The median age in the town was 40.2 years. 26.4% of residents were under the age of 18; 7% were between the ages of 18 and 24; 22.5% were from 25 to 44; 25% were from 45 to 64; and 18.9% were 65 or older. The gender makeup of the town was 50.2% male and 49.8% female.

===2000 census===
At the 2000 census there were 317 people, 125 households, and 93 families living in the town. The population density was 1,181.9 inhabitants per square mile (453.3/km^{2}). There were 155 housing units at an average density of 577.9 per square mile (221.7/km^{2}). The racial makeup of the town was 98.74% White, 0.32% Asian, and 0.95% from two or more races.
Of the 125 households 30.4% had children under the age of 18 living with them, 48.0% were married couples living together, 20.0% had a female householder with no husband present, and 25.6% were non-families. 23.2% of households were one person and 16.8% were one person aged 65 or older. The average household size was 2.49 and the average family size was 2.89.
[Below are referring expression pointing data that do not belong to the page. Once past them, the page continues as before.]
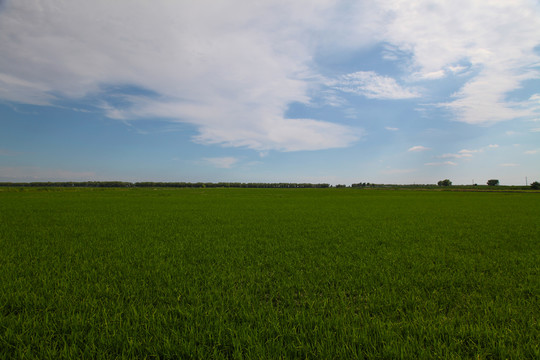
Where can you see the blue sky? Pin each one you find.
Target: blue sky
(270, 91)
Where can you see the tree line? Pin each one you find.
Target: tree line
(124, 184)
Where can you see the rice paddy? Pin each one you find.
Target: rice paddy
(268, 273)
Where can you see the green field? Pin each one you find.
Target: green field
(268, 273)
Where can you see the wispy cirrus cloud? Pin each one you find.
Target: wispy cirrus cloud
(441, 163)
(373, 86)
(225, 162)
(418, 148)
(35, 173)
(230, 69)
(454, 156)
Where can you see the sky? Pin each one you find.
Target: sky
(319, 91)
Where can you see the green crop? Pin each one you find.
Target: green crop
(268, 273)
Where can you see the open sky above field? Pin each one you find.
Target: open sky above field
(270, 91)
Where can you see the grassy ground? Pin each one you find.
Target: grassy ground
(268, 273)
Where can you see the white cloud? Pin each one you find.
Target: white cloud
(441, 163)
(33, 173)
(497, 40)
(229, 68)
(373, 86)
(418, 148)
(454, 156)
(467, 151)
(232, 68)
(222, 162)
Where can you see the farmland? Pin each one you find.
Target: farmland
(268, 273)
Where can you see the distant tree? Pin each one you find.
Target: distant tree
(444, 182)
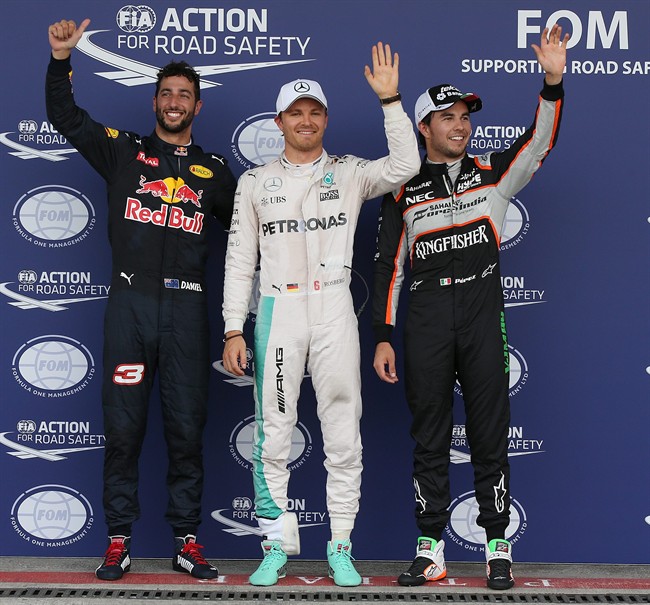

The age distribution was 26.8% under the age of 18, 5.4% from 18 to 24, 26.2% from 25 to 44, 21.8% from 45 to 64, and 19.9% 65 or older. The median age was 36 years. For every 100 females, there were 77.1 males. For every 100 females age 18 and over, there were 82.7 males.

The median household income was $17,159 and the median family income was $19,792. Males had a median income of $25,000 versus $13,750 for females. The per capita income for the town was $9,522. About 28.0% of families and 29.5% of the population were below the poverty line, including 43.9% of those under age 18 and 14.9% of those age 65 or over.